Cap's Corner: When it comes to George Floyd, justice is not revenge
Like most of you, I had never heard of George Floyd or Officer Derek Chauvin until this past week.
George Floyd was the man that was slowly choked to death by Minneapolis police officer Derek Chauvin. Mr. Floyd was being detained and arrested for supposedly using a $20 counterfeit bill to buy cigarettes. A store employee called the police to report it, and Mr. Floyd was still sitting in a car across the street from the store when the police arrived.
We have all seen the video, and it is very disturbing to say the least.
As I have watched not only the videos, but the news, the politicians, and just regular folks on Facebook, my emotions have been all over the place. I am shocked, dismayed, and angry at Officer Chauvin for what he had done. I am shocked, dismayed, and angry at so many people’s reactions to all of this, including my own.
Of course, I cannot speak for anyone else’s reactions but my own, and I would like to share the roller-coaster ride that I have been on this week, and where I am today.
First off, I do not have cable, and I have been purposefully trying not to listen to news for the past several months. This was a choice that my wife and I made once we realized that so much of the news we were watching was negatively affecting our emotions and our lives. So, I did not even really hear about all of this until Wednesday.
I have been a police/fire chaplain for the past 10 years. My first gut reaction, any time I see or hear about abuse of power by police, has been one of patience: Let us wait for the evidence to come out. This does not mean that I am so naïve that I cannot imagine a police officer being guilty of abusing his power. But instead, it has been my experience that in many of these cases, the story you first hear is not the whole story – or even close to it.
This was my general reaction to Mr. Floyd’s story when I first read about it on Facebook. It wasn’t until I saw the video on Thursday that my patience went out the window. Shocked, dismayed, and angry are words we use to try to describe what we are feeling when we see something like this. It was so unnecessary, so casual, and so cold of a killing that my mind could not even fully wrap around what I had just witnessed.
I have not said much about this on Facebook, or to anyone for that matter, but I want to speak now. I needed some time to process this not just in my head, but also in my heart. I had to get to a “better” place before I spoke up.

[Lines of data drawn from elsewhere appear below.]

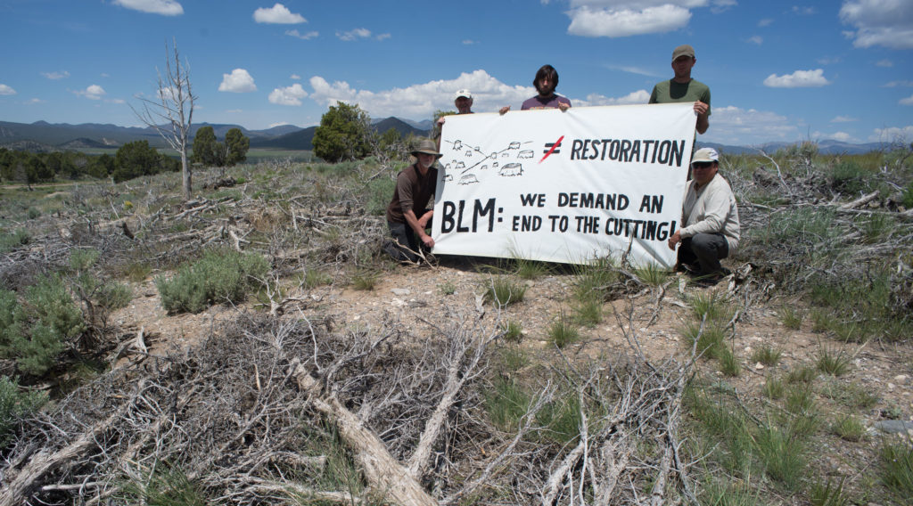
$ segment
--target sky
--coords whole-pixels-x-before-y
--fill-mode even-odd
[[[913,141],[913,0],[0,0],[0,120],[140,126],[173,42],[194,123],[517,110],[544,64],[573,107],[645,104],[690,44],[700,141]]]

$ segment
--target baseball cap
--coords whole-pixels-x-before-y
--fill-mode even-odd
[[[692,58],[694,57],[694,47],[691,47],[687,44],[683,44],[678,47],[676,47],[675,51],[672,51],[672,61],[676,61],[676,58],[682,56],[688,56]]]
[[[701,148],[694,153],[691,163],[719,161],[719,153],[713,148]]]

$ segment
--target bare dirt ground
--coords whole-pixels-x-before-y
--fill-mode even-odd
[[[492,324],[510,319],[522,325],[521,348],[530,354],[553,348],[548,332],[550,325],[561,312],[572,314],[570,305],[573,278],[568,274],[546,274],[523,282],[527,284],[523,301],[498,311],[490,302],[484,303],[484,315],[477,310],[478,300],[490,283],[492,275],[477,272],[466,263],[444,260],[436,267],[400,266],[386,273],[373,290],[355,290],[352,286],[331,284],[311,290],[289,286],[287,297],[299,299],[286,308],[294,315],[303,311],[308,315],[332,316],[337,325],[352,329],[378,329],[384,321],[399,321],[411,332],[431,337],[429,323],[438,321],[446,314],[481,317]],[[453,288],[446,294],[443,287]],[[581,327],[581,339],[564,353],[589,356],[611,356],[613,350],[625,347],[625,332],[636,338],[645,355],[654,360],[689,352],[683,344],[681,329],[694,321],[687,301],[699,292],[727,293],[726,281],[715,287],[704,288],[688,283],[683,274],[676,274],[659,304],[656,321],[649,325],[656,310],[654,291],[627,300],[605,303],[603,322],[593,327]],[[259,310],[257,303],[248,301],[241,307],[214,305],[203,313],[168,315],[152,277],[134,284],[134,299],[131,305],[112,315],[112,321],[126,332],[143,329],[151,353],[163,352],[173,346],[186,347],[198,343],[201,336],[211,332],[220,320],[233,318],[237,310]],[[745,402],[765,402],[760,394],[765,377],[782,375],[803,366],[814,366],[823,347],[851,357],[850,370],[838,378],[838,383],[855,383],[880,398],[879,402],[866,415],[866,426],[883,418],[887,412],[902,419],[913,414],[913,348],[906,344],[886,344],[870,341],[866,344],[841,343],[823,334],[812,331],[811,322],[803,322],[798,330],[789,329],[782,323],[779,311],[784,305],[795,305],[792,300],[757,301],[740,306],[739,300],[732,305],[741,313],[729,343],[740,360],[742,374],[727,380],[744,397]],[[633,313],[631,313],[633,311]],[[629,315],[633,317],[629,318]],[[499,320],[498,320],[499,319]],[[631,325],[633,323],[633,325]],[[770,345],[782,351],[780,362],[771,367],[750,360],[751,352],[761,346]],[[698,365],[709,377],[719,377],[716,362],[701,360]]]

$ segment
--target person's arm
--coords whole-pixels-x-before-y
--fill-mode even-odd
[[[704,195],[703,218],[697,223],[681,228],[680,237],[693,237],[698,233],[721,233],[729,210],[729,196],[726,189],[708,188],[707,194]]]
[[[710,115],[708,114],[710,106],[698,100],[694,103],[694,111],[698,114],[698,126],[696,127],[698,133],[702,134],[710,127]]]
[[[433,248],[435,246],[435,240],[432,239],[430,235],[425,233],[425,226],[428,224],[428,222],[431,220],[431,215],[434,214],[434,212],[435,210],[429,209],[425,214],[422,215],[421,218],[416,218],[415,213],[411,209],[403,212],[403,216],[405,217],[405,222],[412,227],[415,235],[422,240],[422,243],[429,248]]]

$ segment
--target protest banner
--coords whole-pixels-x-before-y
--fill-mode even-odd
[[[434,253],[675,265],[692,104],[448,116]]]

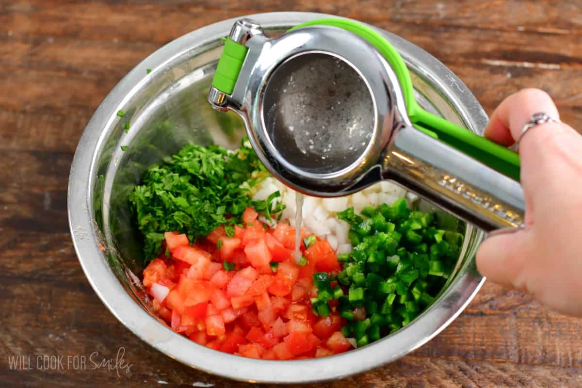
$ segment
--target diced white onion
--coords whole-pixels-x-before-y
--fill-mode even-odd
[[[352,244],[342,244],[341,245],[338,245],[338,249],[336,250],[336,252],[338,254],[340,253],[351,253],[352,252]]]
[[[327,240],[328,243],[329,243],[329,245],[333,248],[334,251],[338,249],[338,237],[333,234],[328,234]]]
[[[154,295],[154,299],[158,303],[163,302],[169,292],[170,289],[165,286],[162,286],[157,283],[151,285],[151,293]]]
[[[281,214],[281,221],[288,222],[293,227],[295,225],[296,193],[278,180],[269,177],[253,187],[253,199],[264,200],[272,193],[279,190],[279,200],[285,209]],[[303,222],[301,226],[307,229],[308,233],[313,233],[320,239],[327,239],[329,244],[339,253],[349,253],[352,247],[348,234],[350,225],[337,217],[339,212],[353,207],[356,213],[360,213],[367,205],[377,206],[381,204],[392,205],[399,198],[407,198],[409,201],[417,201],[415,194],[406,195],[406,191],[391,182],[382,181],[366,187],[364,190],[350,195],[337,198],[320,198],[306,195],[303,200]],[[276,222],[269,223],[262,216],[259,220],[274,226]]]
[[[329,212],[341,212],[345,210],[347,207],[348,197],[338,197],[338,198],[324,198],[321,203],[326,209]]]

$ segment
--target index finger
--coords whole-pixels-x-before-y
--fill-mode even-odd
[[[549,95],[540,89],[523,89],[507,97],[495,109],[484,136],[509,147],[517,141],[521,129],[531,115],[538,112],[559,119],[558,108]]]

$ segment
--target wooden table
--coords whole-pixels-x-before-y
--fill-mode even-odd
[[[553,96],[565,121],[582,129],[581,4],[0,1],[0,386],[251,386],[186,368],[138,339],[93,292],[71,243],[67,180],[81,131],[119,79],[164,44],[244,15],[335,13],[424,48],[458,74],[489,113],[508,94],[537,87]],[[384,368],[313,386],[580,386],[581,322],[487,283],[456,321],[418,351]],[[92,354],[94,360],[115,360],[120,347],[133,364],[129,373],[118,370],[118,377],[106,368],[92,369]],[[30,365],[25,358],[19,370],[13,364],[11,369],[17,355],[29,357]],[[51,355],[62,356],[62,365],[43,365],[42,356]],[[87,364],[76,369],[75,357],[82,355]],[[27,366],[31,370],[23,370]]]

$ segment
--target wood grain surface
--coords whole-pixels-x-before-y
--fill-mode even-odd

As I sit here and write, I am trying to discern how a Christian should respond to all of this. Yes, of course God is a God of love, and we should be seeking in our hearts to forgive Officer Chauvin for what he has done. However, God is also a God of justice, and we should be seeking justice to be served for Mr. Floyd’s family, his friends, and for the entire community of Minneapolis.
So, how does one do both? How does one seek justice and forgiveness at the same time? To start off with, forgiveness does not mean that justice cannot be sought out – or achieved. We have to spend the time to realize what forgiveness is, and what it is not, and that is true with justice as well.
Forgiving someone of a sin, or an offense against you, does not necessarily give that person a “pass.” Even if your spouse or significant other forgives you for calling them something terrible, there still is a cost. They can forgive, but it might take them a long time before they forget.
No, the power of forgiveness is much more to help you. When you forgive someone, you take back that power that they had stolen from you. Each of us, in our own way, and in our own time, needs to seek within us that place where we can begin to forgive Derek Chauvin for what he has done.
Justice is not revenge! Sometimes, justice will bring about some sense of revenge, but those few times are not part of justice; it was just a coincidence. Revenge is hurt people hurting people, and that is what we are seeing being displayed with the riots in Minneapolis. Theirs is a community that is hurting greatly and does not need our condemnation. Instead, they need our love, our prayers, and our support.
Justice is seeking a way to right a wrong to the best of our limited abilities. Obviously, we do not have the power to bring back to life George Floyd (that would be the greatest justice), and so we seek to punish the one(s) that took his life, and to do so in a rational way as much as possible.
This is where I have come to, as a Christian, in all of this: We should pray for justice and pray for the ability to forgive, for that is what we are called to do. You know what we Christians should not do? We should not judge, for this is not our calling.